Apologies to Jacob Carlborg for the name being so close to "dake". Didn't
really know what else to call it ("Duck", maybe?) Like dake, it's inspired
by Ruby's Rake. But unlike dake, the buildscript is written in D instead of
Ruby, which was my #1 reason for making a Rake alternative.

Before I go implemeting everything, I'd like to get input on it. Is it
something that could be a major D tool?

Overview of Drake and links to all the code are here:

https://bitbucket.org/Abscissa256/drake/wiki/Home

First I have to say that I know you are doing this because you want to use D as the language for the build scripts. The reason I did choose Ruby because I think D will be too verbose and when I'm looking at drakefile.d I do think it's too verbose. But instead of starting a debate between Ruby and D I'm going to give you a few suggestions and comments instead.

The minimal drakefile doesn't look that minimal. This is the idea I have for a minimal build script file:

target("main.d"); // builds "main.d" as an executable

Or:

target("foobar"); // builds the directory "foobar" as a library

DSSS did this very good.

Now looking in the drakefile.d. You have targets and tasks all over the place, almost every target has "Task" as a template parameter. Why is this necessary? Have one function for targets and one for tasks. Example from the drakefile.d:

        target!Task("upload", "all",
                (Target t)
                {
                        system("ftp ...");
                }
        );

Seems this could look like this:

task("upload", "all", {
    system("ftp...");
}); // if D just could get a better looking delegate syntax

"getDCompiler" seems unnecessary, both ldc and gdc have a dmd compatible wrapper, ldmd and gdmd.
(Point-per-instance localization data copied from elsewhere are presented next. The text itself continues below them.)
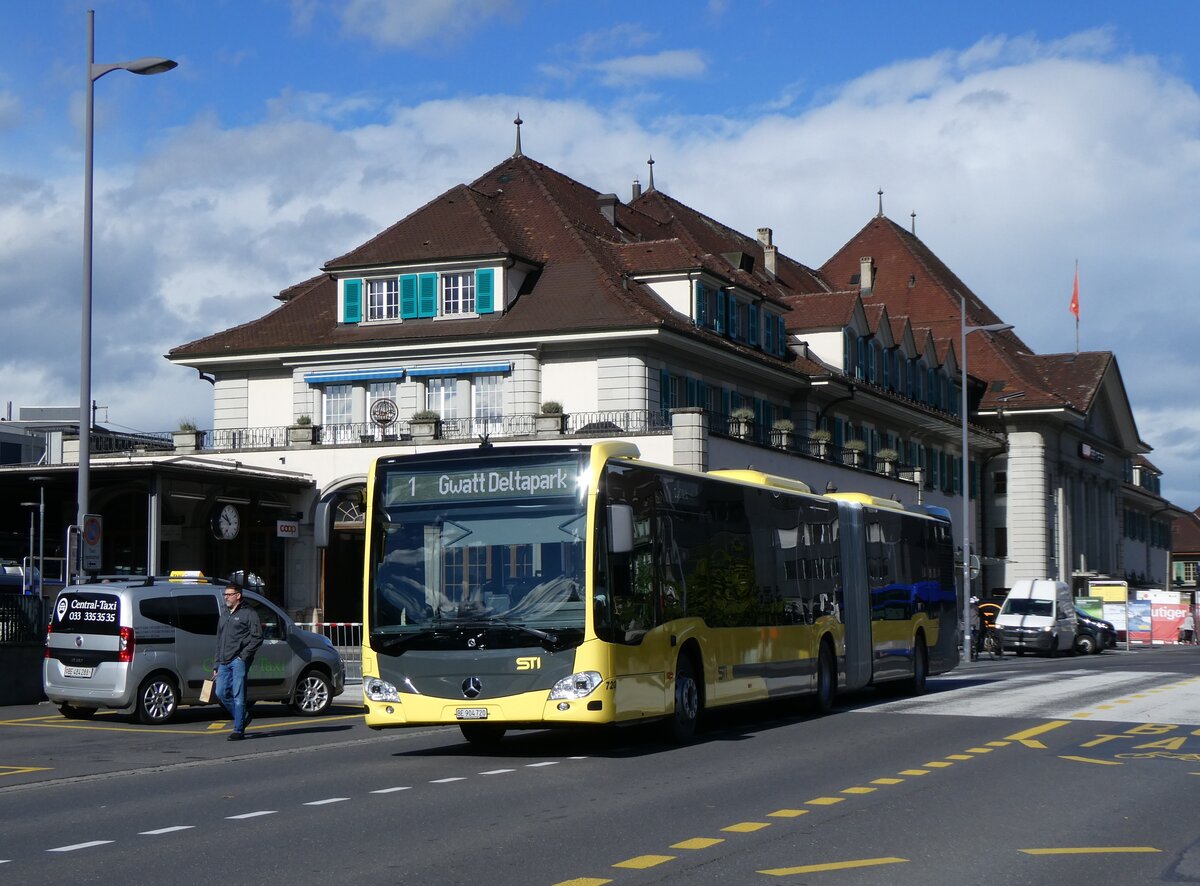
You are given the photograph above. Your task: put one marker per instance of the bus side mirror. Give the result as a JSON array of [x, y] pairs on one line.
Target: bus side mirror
[[621, 528]]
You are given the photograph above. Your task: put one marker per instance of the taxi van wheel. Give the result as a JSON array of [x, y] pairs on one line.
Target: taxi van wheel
[[480, 735], [77, 713], [313, 694], [157, 700]]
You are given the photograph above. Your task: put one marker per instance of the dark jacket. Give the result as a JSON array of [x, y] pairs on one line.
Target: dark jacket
[[239, 634]]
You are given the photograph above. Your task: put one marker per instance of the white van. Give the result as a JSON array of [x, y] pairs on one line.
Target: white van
[[1038, 615]]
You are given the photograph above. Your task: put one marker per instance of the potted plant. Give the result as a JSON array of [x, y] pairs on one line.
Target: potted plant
[[887, 459], [426, 424], [853, 452], [781, 432], [742, 421], [303, 431], [187, 437], [819, 442], [551, 420]]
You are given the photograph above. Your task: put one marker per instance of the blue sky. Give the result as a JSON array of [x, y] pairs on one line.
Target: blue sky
[[1025, 136]]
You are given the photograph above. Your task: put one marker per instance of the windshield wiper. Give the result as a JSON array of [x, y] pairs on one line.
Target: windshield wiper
[[395, 642], [549, 641]]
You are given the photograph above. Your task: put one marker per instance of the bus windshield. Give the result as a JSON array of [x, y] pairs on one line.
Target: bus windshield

These wrappers takes the same flags as dmd and translate them to the correct "native" flags.

The "drakfile" function seems unnecessary. I would use a string import (or what it's called), importing the whole build script into a method in a class. All code in the "drakefile" function would instead be at top level.

Most of the functions called in the build script should be instance methods, this will allow to use threading, possible invoke multiple targets/tasks simultaneously and running several build scripts simultaneously.

I see installation related code in the build script. I think a package manager should be responsible for that. A build tool should deal with single files and a package manager should deal with packages (of files).